Problems in multi-card distributed training
The problem of distributed training blocking
Steps to Reproduce
1、Minimum code block
from otx.engine import Engine
engine = Engine(model="yolox_s", data_root="pwd") engine.train(num_nodes=2)
2.I tried other code to troubleshoot my environment.
import lightning as L from lightning.pytorch.demos.boring_classes import BoringModel
ngpus = 2 model = BoringModel() trainer = L.Trainer(max_epochs=10, devices=ngpus)
trainer.fit(model)
log: Initializing distributed: GLOBAL_RANK: 0, MEMBER: 1/2 Initializing distributed: GLOBAL_RANK: 1, MEMBER: 2/2
distributed_backend=nccl All distributed processes registered. Starting with 2 processes
Environment:
- OS:
- Framework version:
- Python version: 3.10
- OpenVINO version:
- CUDA/cuDNN version: 12.2
- GPU model and memory: 24G(4090)*2
When I run it, it will card the owner. Initializing distributed: GLOBAL_RANK: 0, MEMBER: 1/2
@eunwoosh could you take a look at this issue?
I found some open issues related to this and commented on them.

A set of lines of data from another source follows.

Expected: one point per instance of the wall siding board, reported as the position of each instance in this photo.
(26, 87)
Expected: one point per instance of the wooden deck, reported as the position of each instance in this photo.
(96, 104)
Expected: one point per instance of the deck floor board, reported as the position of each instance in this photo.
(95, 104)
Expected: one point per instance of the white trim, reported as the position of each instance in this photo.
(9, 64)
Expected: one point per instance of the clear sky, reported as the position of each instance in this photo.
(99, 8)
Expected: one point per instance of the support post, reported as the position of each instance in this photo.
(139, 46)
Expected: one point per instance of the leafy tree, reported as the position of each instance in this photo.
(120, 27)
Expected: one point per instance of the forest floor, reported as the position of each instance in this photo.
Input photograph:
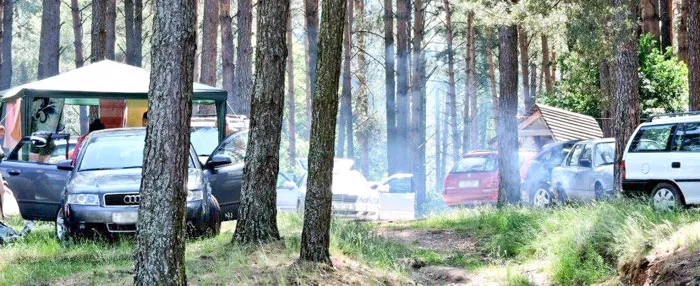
(605, 243)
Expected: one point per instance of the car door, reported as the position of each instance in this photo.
(31, 173)
(397, 198)
(226, 180)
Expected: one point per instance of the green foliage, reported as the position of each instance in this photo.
(663, 85)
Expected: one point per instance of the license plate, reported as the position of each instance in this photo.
(469, 184)
(125, 217)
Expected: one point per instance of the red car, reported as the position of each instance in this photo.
(474, 180)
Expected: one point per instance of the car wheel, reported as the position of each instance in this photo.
(542, 198)
(666, 197)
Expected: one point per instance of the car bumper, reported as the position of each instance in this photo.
(81, 218)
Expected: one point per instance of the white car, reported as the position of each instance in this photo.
(352, 195)
(662, 160)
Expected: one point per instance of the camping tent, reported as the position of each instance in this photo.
(89, 85)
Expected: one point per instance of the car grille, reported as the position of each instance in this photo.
(122, 199)
(344, 198)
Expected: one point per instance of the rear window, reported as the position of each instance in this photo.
(652, 139)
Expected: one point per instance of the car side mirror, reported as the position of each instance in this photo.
(218, 160)
(584, 163)
(66, 165)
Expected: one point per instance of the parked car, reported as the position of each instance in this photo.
(474, 179)
(662, 161)
(585, 175)
(352, 195)
(397, 197)
(539, 175)
(101, 191)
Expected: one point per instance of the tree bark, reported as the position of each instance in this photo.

- https://github.com/Lightning-AI/torchmetrics/issues/2477
- https://github.com/Lightning-AI/pytorch-lightning/issues/18803
Hi @nowbug , thanks for finding the issue. First of all I want to say that OTX 2.0 currently doesn't validate distributed training, so it can be a little bit unstable. Nevertheless, OTX is based on pytorch lightning, so I think distributed training is available in most cases. OTX have a plan to support distributed training in the near future, so it can become stable soon. And I tested with your second code snippet, and I found a bug as @harimkang said. So, I opened PR to fix it. I also found that distributed training is stuck in some cases, and I suspect number of dataset is cause of the problem. I'll fix that bug after finding more.
@eunwoosh Thank you for your response. I'm looking forward to the upcoming versions of OTX.